It seems more than a mere two years since the United States elected its first black President in a wave of euphoria and hope. Barack Obama's soaring rhetoric and modest charm had promised to break the mould of American politics and bring a new brand of leadership to the world. Disappointment set in a long time ago.
Next Tuesday, President Obama faces mid-term elections that will probably deprive his party of its majority in one house of Congress and possibly both. If that happens his prospects of getting further legislation through the House and Senate will be minimal. He is likely to spend the second half of his term at loggerheads with a Republican Congress and blaming the legislative branch for the federal Government's failings.
None of this bodes well for a world that needs the US economy to improve and looks to the White House for leadership on a range of economic and security needs. The Republicans owe much of their momentum to the "Tea Party" movement that resists tax increases to tackle post-recession budget deficits. Expenditure cuts will also face Republican resistance if they threaten defence allocations or the healthcare and pensions of well-off retired voters.
While the British and French Governments act to curb public spending and reduce entitlements the US economy is likely to remain clouded by fiscal weakness and political irresponsibility. Democrats already console themselves with the idea that from next year this state of affairs can be blamed on obstructive Republicans and that the party's loss of congressional control might even help the President's prospects of re-election in 2012. It has happened before.
But others might wonder what purpose his re-election would serve considering his record to date. He will never regain the golden opportunity that came with his inauguration.

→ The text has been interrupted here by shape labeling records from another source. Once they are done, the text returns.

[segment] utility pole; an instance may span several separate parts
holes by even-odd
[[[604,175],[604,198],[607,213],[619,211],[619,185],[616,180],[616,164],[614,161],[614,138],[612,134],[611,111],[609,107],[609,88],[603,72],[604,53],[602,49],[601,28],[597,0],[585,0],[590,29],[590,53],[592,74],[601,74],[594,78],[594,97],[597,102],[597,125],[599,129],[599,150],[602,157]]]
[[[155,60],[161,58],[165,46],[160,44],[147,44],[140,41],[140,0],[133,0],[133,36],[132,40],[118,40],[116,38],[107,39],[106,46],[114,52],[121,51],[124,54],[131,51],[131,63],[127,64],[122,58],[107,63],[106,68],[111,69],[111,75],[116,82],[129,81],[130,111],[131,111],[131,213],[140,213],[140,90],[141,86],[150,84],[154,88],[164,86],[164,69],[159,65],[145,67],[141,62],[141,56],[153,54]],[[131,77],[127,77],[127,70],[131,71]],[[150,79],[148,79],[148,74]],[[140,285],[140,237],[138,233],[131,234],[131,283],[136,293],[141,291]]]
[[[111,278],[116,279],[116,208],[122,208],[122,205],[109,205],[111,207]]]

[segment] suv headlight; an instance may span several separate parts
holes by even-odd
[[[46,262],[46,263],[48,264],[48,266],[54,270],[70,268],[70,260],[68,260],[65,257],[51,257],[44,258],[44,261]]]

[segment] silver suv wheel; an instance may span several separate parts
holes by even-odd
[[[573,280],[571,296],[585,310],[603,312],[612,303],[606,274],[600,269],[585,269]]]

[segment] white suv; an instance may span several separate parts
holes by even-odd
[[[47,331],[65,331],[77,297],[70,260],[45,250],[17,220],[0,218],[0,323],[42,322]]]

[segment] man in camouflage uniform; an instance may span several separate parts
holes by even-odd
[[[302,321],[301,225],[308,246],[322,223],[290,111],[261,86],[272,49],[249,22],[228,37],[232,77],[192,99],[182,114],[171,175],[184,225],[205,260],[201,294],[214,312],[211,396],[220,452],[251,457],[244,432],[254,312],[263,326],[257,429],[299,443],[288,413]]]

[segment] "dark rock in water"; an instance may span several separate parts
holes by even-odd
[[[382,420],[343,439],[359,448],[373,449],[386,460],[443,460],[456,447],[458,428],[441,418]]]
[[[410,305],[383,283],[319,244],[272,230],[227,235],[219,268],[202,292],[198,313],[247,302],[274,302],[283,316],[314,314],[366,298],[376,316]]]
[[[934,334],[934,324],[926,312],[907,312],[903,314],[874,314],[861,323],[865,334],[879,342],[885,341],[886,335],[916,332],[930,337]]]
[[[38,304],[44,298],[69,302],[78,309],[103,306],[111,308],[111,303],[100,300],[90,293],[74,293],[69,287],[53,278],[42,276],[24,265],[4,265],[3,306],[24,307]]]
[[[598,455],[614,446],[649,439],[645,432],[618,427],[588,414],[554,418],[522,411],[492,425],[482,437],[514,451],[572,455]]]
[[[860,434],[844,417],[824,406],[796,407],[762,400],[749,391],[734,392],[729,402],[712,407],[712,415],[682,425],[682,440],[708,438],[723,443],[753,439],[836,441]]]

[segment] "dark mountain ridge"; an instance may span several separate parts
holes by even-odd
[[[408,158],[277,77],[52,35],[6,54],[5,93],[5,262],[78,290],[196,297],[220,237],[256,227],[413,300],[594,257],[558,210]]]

No President in memory has taken office with such heights of goodwill.
Certainly he set himself hard tasks. Healthcare reform had eluded previous Presidents, disengagement from wars is easier promised than done, and his first challenge was economic recession. His effort on all fronts has been cautious, sometimes to the point of diffidence, and his success mixed.
The US economy remains more ill than most with high unemployment. The war in Afghanistan smoulders on and one former commander let slip his lack of confidence in the President's direction. Health reform may be the proudest achievement of the Obama presidency but it was a compromise that has given more grist to his opponents than to his own party in this election.
Mr Obama has faced some extraordinary attacks from the fringes of American politics. His mild liberalism has sent some conservative critics into furious flights of suspicion about his birthplace, religious affiliations and nationality. But who would have believed on the day of his election that within a year he would be vulnerable to such diatribes?
America's strange mood at present is probably a product of lingering economic stress and the discovery that their young President is not, after all, a miracle worker. Mr Obama has proved to be a patient, methodical, machine politician who was content for Congress to take the lead on his health bill. Likewise in world forums he has not imposed himself. He is a team player it seems.
On the world stage his position will not be as diminished by Tuesday's vote as his domestic standing will be. The President is less constrained by Congress in foreign policy. It may be Mr Obama's best prospects of re-election now lie in a more forthright stance on international problems. Most of the world would welcome that.